The original idea was simple: to give access to an artist working and experimenting in a studio in real-time. In Performance Room each artist is invited to spend a week rehearsing at Tate Modern, which culminates in a unique presentation in front of a camera. The performance is streamed live on YouTube, enabling viewers worldwide to watch it at exactly the same moment across time zones.
If you think of the black-and-white footage of Bruce Nauman walking in his studio, recording his movements with a camera set up in a fixed position, you get a sense of how Performance Room operates: one room, one camera, and no post-production.
The room itself is a neutral rectangular nine-by-five-metre space with white walls, no windows, a wooden floor and track lighting. It is converted into an artist’s studio for a week and transformed each time by the person who inhabits it. For his performance, Pablo Bronstein created a baroque trompe l’oeil stage set which exaggerated the perspective of the space with movable mirrored columns. He explains:
The most challenging aspect of the room, and one which differed from both the making of a film and the performance on a stage, was the absence of a backstage or wings in which to hide or prepare, enter or exit. Inside the room you were always ‘in’ the piece, whether you liked it or not. I encouraged this exposedness further by lining the back wall with mirrors, so there was never a fixed area where you might be off-camera to relax. No dark corners.
While the work takes place at Tate Modern, its primary site is online. The location of the room is irrelevant, as the audience is invited to enter a digital space, rather than a gallery in the museum. Online viewers are the sole audience of the series.
Each artist experiences the relationship with this physically absent and unknown audience differently. Joan Jonas, a pioneer in the history of video and performance art, considers this the most interesting part of the project. ‘This is why I spoke directly to the camera close up of course,’ says Jonas. ‘One has done this before, but the feeling in this case was that one was really directly addressing an audience, rather than just speaking to the camera alone in the studio.’
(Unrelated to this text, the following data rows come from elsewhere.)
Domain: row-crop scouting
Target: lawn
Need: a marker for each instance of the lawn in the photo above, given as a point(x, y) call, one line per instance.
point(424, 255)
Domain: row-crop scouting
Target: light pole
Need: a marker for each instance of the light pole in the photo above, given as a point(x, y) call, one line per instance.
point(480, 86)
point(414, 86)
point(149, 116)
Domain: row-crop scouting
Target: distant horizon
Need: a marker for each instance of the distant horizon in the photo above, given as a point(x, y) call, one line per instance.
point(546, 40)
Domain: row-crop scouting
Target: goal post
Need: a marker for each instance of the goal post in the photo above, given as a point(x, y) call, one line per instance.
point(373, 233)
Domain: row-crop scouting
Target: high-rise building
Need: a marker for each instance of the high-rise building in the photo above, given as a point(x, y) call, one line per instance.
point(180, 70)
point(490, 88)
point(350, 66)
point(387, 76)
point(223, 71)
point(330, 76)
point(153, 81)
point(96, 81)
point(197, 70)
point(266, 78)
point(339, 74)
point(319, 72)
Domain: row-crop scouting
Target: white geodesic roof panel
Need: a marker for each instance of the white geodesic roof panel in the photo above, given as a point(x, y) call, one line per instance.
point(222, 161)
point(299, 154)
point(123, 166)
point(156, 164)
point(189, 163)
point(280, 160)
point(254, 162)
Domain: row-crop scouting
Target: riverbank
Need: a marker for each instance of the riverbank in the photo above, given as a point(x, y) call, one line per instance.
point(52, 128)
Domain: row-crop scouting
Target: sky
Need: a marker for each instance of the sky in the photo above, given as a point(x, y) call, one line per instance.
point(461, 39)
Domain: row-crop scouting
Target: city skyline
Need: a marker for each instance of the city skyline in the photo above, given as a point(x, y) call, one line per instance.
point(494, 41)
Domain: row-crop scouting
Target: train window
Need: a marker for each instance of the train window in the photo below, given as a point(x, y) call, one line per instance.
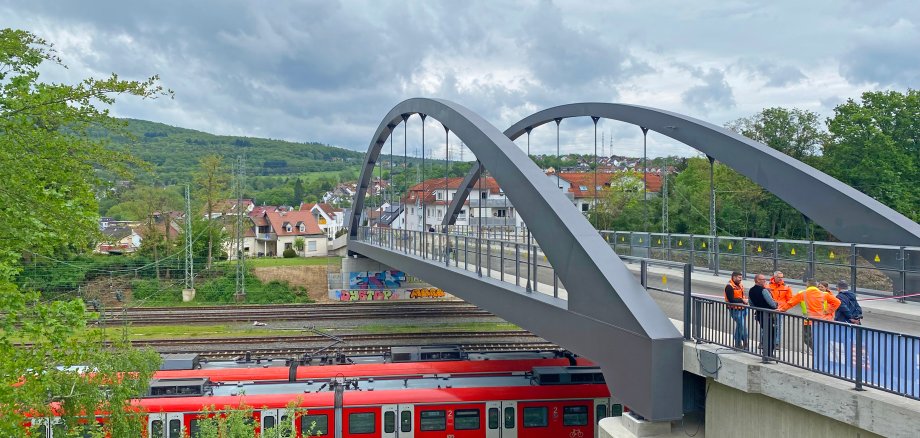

Emily Roysdon invited more than 100 volunteers who self-identified as queer and/or feminist to fill and occupy the room. She described the relationship with the audience as ‘speculative and hopeful, simultaneously intimate and abstract’. This relationship was fundamentally a hostile one for Bronstein. ‘I felt it thus because of the invisible and silent presence of the viewer through the camera lens,’ he says. ‘The live audience is protected behind their computer screens, so they are free to react with impunity - they will not be held to account by other audience members if they yawn, walk out (switch off), or make abusive comments.’ This feeling was accentuated by the bright light and the mirrored environment, ‘meaning that every mistake and movement was constantly on view’, which, for the artist, contrasted ‘with people all over the world in their bedrooms’ in what he imagined ‘to be darkness and anonymity’.
So what does the liveness of the situation add to the project? For some artists it creates a more direct relationship between the performer and the audience. ‘There is an enormous difference between filming Performance Room and making a film that you know will face its audience at a later stage,’ observes Bronstein. ‘Here, I knew I was being watched, the way one is watched on stage, in that you feel it’s ‘now or never’ and you cannot pull out or stop halfway through.’
Everything happens on-site, broadcast at the time of occurrence, without editing. This process is familiar to the London-based artist Cally Spooner, who will launch the 2014 series on 27 February. Her most recent film, Collapsing In Parts 2012, was shot to camera in a single take, produced with a live team, rather than with an editor afterwards. In the same spirit, Spooner will create in her Performance Room a trailer for a forthcoming film, as ‘an act of live editing’. She is already thinking about how she will need to adapt the space. ‘My commission is going to have a lot of music in it – drumming and singing, possibly keyboards,’ she explains, “so there’s going to be a lot of pre-production to do, in terms of getting the room ready so that all these elements can work and sound right. I need to turn it into a black-box TV studio.’
For the choreographers and dancers Selma and Sofiane Ouissi, the format of Performance Room corresponds perfectly to the working conditions they have been facing for many years. With Selma living in Paris and Sofiane in Tunis, the internet is vital for them to collaborate and produce new works. They addressed this situation in Here(s) 2011–12, in which they perform live, via Skype, while in different cities. On 18 September they will perform a new work that confronts the intimacy of their daily lives with the public platform of the internet. As with their earlier work which relied on live video feeds, the choreographers intend to explore further the impression ‘of being here while at the same time being there, being one while being multiple’.
Over the past two years, Performance Room has experimented with the presentation of art and our experience of it by testing new ways of making, filming and sharing it. While the internet as a site for artistic production remains underexplored, the artists’ responses to the project indicate that there is much potential in the development of online exhibition and curatorial space.